Formal Polyglot (fpg) - Write custom languages in pure Lua

Summary

This project provides a generic framework for writing your own languages in pure lua. Grammars are expressed in a manner similar to eBNF to improve readability.

This is achieved using combinator parsers & Lua metamethods.

Usage

Example language implementations can be found in Languages/. To create a new language, you will need:

  • A file for your language's token matchers (i.e. String, Comment, the keyword "while", the symbol "#").
  • Your language's grammar, written using the fpg eBNF notation
  • A bootstrap file to orchestrate the loading of your language.

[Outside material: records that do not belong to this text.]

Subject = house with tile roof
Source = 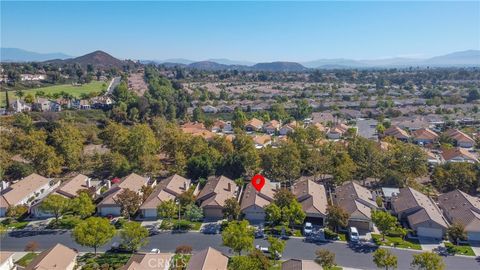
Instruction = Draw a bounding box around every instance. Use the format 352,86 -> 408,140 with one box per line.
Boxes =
196,176 -> 238,220
240,178 -> 277,222
438,190 -> 480,241
252,134 -> 272,149
140,174 -> 191,218
186,247 -> 228,270
97,173 -> 150,217
245,118 -> 264,132
334,181 -> 378,231
0,173 -> 58,217
383,126 -> 410,141
263,120 -> 281,134
441,148 -> 478,163
121,252 -> 174,270
25,243 -> 77,270
411,128 -> 438,145
327,123 -> 350,139
292,179 -> 328,225
30,174 -> 93,218
392,187 -> 449,239
279,121 -> 298,136
444,129 -> 475,148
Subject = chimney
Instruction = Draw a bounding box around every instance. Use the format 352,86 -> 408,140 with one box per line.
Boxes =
106,179 -> 111,189
183,182 -> 188,190
86,178 -> 91,188
227,182 -> 231,192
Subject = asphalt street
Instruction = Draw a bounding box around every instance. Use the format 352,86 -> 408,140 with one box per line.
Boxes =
1,230 -> 479,270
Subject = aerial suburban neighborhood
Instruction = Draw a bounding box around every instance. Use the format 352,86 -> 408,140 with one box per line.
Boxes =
1,1 -> 480,270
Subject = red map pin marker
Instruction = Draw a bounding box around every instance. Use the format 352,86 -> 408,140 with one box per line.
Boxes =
251,174 -> 265,192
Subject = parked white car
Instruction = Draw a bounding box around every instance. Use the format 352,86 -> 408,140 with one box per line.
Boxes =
303,222 -> 313,235
348,227 -> 360,243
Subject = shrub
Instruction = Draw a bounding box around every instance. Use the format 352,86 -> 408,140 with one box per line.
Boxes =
175,220 -> 192,231
324,228 -> 338,240
175,245 -> 192,254
159,220 -> 173,230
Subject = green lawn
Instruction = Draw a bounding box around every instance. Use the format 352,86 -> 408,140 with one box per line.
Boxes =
1,81 -> 107,106
1,219 -> 29,230
265,225 -> 302,237
444,242 -> 475,256
15,252 -> 38,267
46,216 -> 81,230
371,234 -> 421,250
160,219 -> 202,231
77,253 -> 132,270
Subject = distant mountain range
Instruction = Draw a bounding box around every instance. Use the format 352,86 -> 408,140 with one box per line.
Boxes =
1,48 -> 72,62
148,50 -> 480,70
2,48 -> 479,71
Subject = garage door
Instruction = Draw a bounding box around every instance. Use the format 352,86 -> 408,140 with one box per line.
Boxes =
203,208 -> 223,220
468,232 -> 480,241
417,227 -> 443,238
244,211 -> 265,222
348,220 -> 370,231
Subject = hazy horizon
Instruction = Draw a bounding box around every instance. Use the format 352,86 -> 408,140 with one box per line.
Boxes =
2,1 -> 479,62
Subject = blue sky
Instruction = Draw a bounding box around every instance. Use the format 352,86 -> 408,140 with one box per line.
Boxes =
1,1 -> 479,62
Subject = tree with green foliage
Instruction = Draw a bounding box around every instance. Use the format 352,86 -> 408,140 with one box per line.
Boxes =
223,197 -> 241,221
432,162 -> 478,193
348,137 -> 383,183
184,203 -> 203,222
120,221 -> 149,252
331,152 -> 357,185
315,248 -> 336,269
273,188 -> 295,208
326,204 -> 349,232
157,199 -> 178,220
186,153 -> 215,180
411,252 -> 445,270
13,113 -> 33,132
40,194 -> 69,223
123,124 -> 158,164
232,107 -> 247,129
270,103 -> 289,121
73,217 -> 115,255
373,248 -> 398,270
101,152 -> 131,177
192,107 -> 205,122
114,188 -> 143,220
6,205 -> 28,219
447,223 -> 467,245
284,200 -> 306,228
265,203 -> 282,225
229,250 -> 271,270
294,99 -> 312,120
5,162 -> 33,181
235,132 -> 260,173
273,142 -> 302,186
51,122 -> 85,170
222,220 -> 254,255
267,236 -> 285,262
371,210 -> 398,241
70,192 -> 95,219
386,142 -> 427,181
17,130 -> 63,176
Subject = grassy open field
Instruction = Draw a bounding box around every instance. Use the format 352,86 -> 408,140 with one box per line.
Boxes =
0,81 -> 108,106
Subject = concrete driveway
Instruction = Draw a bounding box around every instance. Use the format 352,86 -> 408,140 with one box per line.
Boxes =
418,237 -> 442,251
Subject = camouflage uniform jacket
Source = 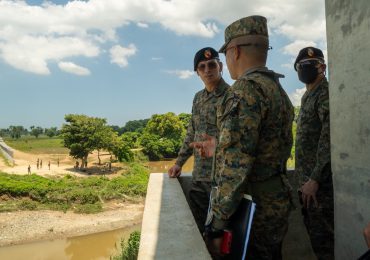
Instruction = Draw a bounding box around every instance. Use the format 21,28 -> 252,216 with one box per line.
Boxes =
176,78 -> 229,182
210,67 -> 294,230
295,77 -> 331,184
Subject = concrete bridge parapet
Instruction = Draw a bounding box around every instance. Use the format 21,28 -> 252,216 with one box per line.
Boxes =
0,137 -> 14,165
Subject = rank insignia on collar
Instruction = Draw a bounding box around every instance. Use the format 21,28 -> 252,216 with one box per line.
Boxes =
204,49 -> 212,59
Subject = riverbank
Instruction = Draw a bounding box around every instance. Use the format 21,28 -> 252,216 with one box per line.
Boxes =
0,200 -> 144,247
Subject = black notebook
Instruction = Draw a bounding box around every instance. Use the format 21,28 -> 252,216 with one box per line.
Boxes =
229,194 -> 256,260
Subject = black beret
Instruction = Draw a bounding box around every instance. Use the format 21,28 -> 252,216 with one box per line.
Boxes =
294,47 -> 324,70
194,47 -> 219,71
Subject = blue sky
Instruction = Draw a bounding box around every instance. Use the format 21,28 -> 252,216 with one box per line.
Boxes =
0,0 -> 327,128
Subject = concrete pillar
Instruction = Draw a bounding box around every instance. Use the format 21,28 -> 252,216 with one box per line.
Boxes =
325,1 -> 370,259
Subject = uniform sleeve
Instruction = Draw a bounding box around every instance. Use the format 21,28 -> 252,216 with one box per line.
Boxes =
175,97 -> 196,167
310,87 -> 331,183
211,81 -> 262,230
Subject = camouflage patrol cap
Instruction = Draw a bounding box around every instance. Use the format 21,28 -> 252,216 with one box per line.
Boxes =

The representation of eBNF that is used by eLu differs from the standard in the following ways:

Usage Standard notation fpg notation
Definition = =
Concatenation , ,
Termination ; ;
Alternation | /
Optional [ ... ] c{ ... }
Zero or more { ... } cm{ ... }
One or more ... { ... } m{ ... }
Grouping ( ... ) d{ ... }
Terminal string " ... " " ... "
Terminal string ' ... ' " ... "
Comment (* ... *) --[[ ... ]]
Exception - <Not used>

Due to limitations of Lua, concatenation can only be carried out within a definition. For example the eBNF statement

handwear = "Red", "Glove";

Must be written as follows

handwear = d{ "Red, "Glove" };

Futhermore, alternations cannot begin on string literals, as that would involve overriding Lua's global string metatable. Thusly, the eBNF statement

footwear = "Boots" / "Shoes";

Must be written as follows

footwear = null / "Boots" / "Shoes";

Nested definitions in the grammar are automatically inlined when ran against a token stream. This means that grammar definitions can be complex without impacting the complexity of the output stream. For example the eLu eBNF statement

gloves = d { d { "Thumb" / "Missing" }, 
             d { "Index" / "Missing" },
             d { "Middle" / "Missing" },
             d { "Ring" / "Missing" },
             d { "Pinky" / "Missing" }};

Would, when ran, return a token stream similar to this:

{
  name = "grammar",
  tokens = {
    { "type" = "Finger", "content" = "Thumb" },
    { "type" = "Finger", "content" = "Missing" },
    { "type" = "Finger", "content" = "Middle" },
    { "type" = "Finger", "content" = "Ring" },
    { "type" = "Finger", "content" = "Missing" }
  }
}

However, as nesting often simplifies evaluation, it can still be achieved by naming a definition. This can be done as follows

gloves = d { d"Opposables"{ "Thumb" / "Missing" }, 
             d { "Index" / "Missing" },
             d { "Middle" / "Missing" },
             d"Expendables"{ d { "Ring" / "Missing" }, d { "Pinky" / "Missing" }}};

Which would return

{
  name = "grammar",
  tokens = {
    { 
      name = "Opposables", 
      tokens = { 
        { "type" = "Finger", "content" = "Thumb" }
      }
    },
    { "type" = "Finger", "content" = "Missing" },
    { "type" = "Finger", "content" = "Middle" },
    { 
      name = "Expendables",
      tokens = {
        { "type" = "Finger", "content" = "Ring" },
        { "type" = "Finger", "content" = "Missing" }
      }
    }
  }
}

Installation

fpg does not have any dependencies (besides Lua version >= 5.2) However, your LUA_PATH environment variable should be altered to allow the files to see one another. For example

#!/usr/bin/env bash

# Set LUA_PATH before running a test file.
cd /home/lua/fpg/Test/Languages/Lua
(export LUA_PATH='/home/lua/?.lua;;' \
    lua53 test.lua)

You can implement a language yourself by loading its bootstrap file. For example

local luaLang = require "fpg.Languages.Lua.bootstrap"